One is the playing-at-a-table needs. For that, I prefer something quick and easy, where one doesn't have to worry about optimization, and that encourage members of the group to have strong ties to each other and the world out of the gate. Powered by the Apocalypse/Forged in the Dark are great for this.

The other is minigame-at-home needs. This is where lifepaths and the like become appealing for me. It can be fun to just sit down with a little minigame and roll some dice and come out with a neat character that I may never play, but where I have a good feel for their life story and their trials and travails.
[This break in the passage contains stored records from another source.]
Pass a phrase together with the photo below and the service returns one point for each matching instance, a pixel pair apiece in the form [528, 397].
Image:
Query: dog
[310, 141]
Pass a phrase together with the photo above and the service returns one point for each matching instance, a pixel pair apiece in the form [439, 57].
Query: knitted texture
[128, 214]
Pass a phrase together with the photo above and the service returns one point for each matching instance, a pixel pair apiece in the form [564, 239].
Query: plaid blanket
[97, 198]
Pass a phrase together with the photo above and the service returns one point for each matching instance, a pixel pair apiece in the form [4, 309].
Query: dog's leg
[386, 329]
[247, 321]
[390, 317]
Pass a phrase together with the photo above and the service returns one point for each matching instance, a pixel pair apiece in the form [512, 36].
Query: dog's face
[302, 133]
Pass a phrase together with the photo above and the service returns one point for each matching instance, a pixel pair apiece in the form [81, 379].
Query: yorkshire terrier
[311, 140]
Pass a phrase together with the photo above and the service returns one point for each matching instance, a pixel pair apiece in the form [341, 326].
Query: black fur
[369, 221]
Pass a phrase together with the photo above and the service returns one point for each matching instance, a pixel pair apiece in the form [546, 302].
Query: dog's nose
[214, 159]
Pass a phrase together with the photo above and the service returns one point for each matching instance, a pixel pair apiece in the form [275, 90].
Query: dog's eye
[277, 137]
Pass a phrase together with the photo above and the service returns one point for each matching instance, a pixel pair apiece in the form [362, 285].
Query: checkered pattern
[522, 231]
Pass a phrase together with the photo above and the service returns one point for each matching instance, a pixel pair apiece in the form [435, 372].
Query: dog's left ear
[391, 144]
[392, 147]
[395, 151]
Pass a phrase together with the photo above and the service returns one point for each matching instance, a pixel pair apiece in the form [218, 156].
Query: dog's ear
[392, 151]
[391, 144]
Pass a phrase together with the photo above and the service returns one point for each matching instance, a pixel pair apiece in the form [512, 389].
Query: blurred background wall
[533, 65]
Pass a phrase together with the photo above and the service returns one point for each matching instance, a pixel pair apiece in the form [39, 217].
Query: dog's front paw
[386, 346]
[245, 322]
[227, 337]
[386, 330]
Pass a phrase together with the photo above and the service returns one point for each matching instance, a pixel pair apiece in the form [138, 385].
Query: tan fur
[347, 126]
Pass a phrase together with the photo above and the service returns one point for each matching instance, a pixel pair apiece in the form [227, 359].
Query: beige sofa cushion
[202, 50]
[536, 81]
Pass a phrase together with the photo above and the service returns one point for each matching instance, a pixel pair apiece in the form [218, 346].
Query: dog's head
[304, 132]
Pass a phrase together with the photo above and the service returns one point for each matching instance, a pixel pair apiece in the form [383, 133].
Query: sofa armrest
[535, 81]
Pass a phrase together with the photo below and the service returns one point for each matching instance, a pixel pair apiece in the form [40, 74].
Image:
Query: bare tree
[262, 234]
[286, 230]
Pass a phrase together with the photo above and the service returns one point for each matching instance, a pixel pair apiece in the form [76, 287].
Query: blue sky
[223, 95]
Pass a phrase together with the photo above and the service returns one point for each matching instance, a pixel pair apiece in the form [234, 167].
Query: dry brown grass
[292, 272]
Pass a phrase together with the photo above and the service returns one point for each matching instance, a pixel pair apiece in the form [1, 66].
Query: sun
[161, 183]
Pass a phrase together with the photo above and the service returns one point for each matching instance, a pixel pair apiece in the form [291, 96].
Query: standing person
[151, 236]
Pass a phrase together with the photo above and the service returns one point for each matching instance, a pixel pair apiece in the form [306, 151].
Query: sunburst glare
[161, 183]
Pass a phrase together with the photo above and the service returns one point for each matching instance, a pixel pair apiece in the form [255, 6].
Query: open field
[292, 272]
I've been reading a lot of 7th Sea 2e recently, and that might hit a sweet spot between the two? Chargen using a pair of backgrounds that evoke a lot of feeling about who the character was/is, plenty of freedom around those constraints, and a simple enough sheet/system that optimization isn't a huge concern. I haven't actually played the thing, though, so I don't know how well that holds up.
 

TheMouse

garmonbozia
Validated User
Random char-gen is a no go. I want to make a character I want to play. I don't want to end up with whatever some dice spit in my direction.

In general, I'm a fan of having a couple of slots to fill and then choosing what goes there. Things like skill arrays work for me. Or things like FU descriptors or Fate aspects. Those are both good.

I'm fine with relatively small numbers of points, but a system where someone could say, "Make a 200 point character," get a resounding, "Fuck, no," from me.
 

Allandaros

Validated Parking
Validated User
I'll be the outlier -- I'm a fan of random chargen because it helps push me to new character concepts that I wouldn't have gone for originally. (Otherwise I will either be an elven fighter, or I will get stuck in analysis paralysis for a points-driven framework.)

Random chargen gives me a feeling of discovery - I'm meeting my new PC along with everyone else.

I'm a fan of both Classic and Mongoose Traveller's lifepaths, which give a good amount of randomness while also allowing for organic connections between PCs.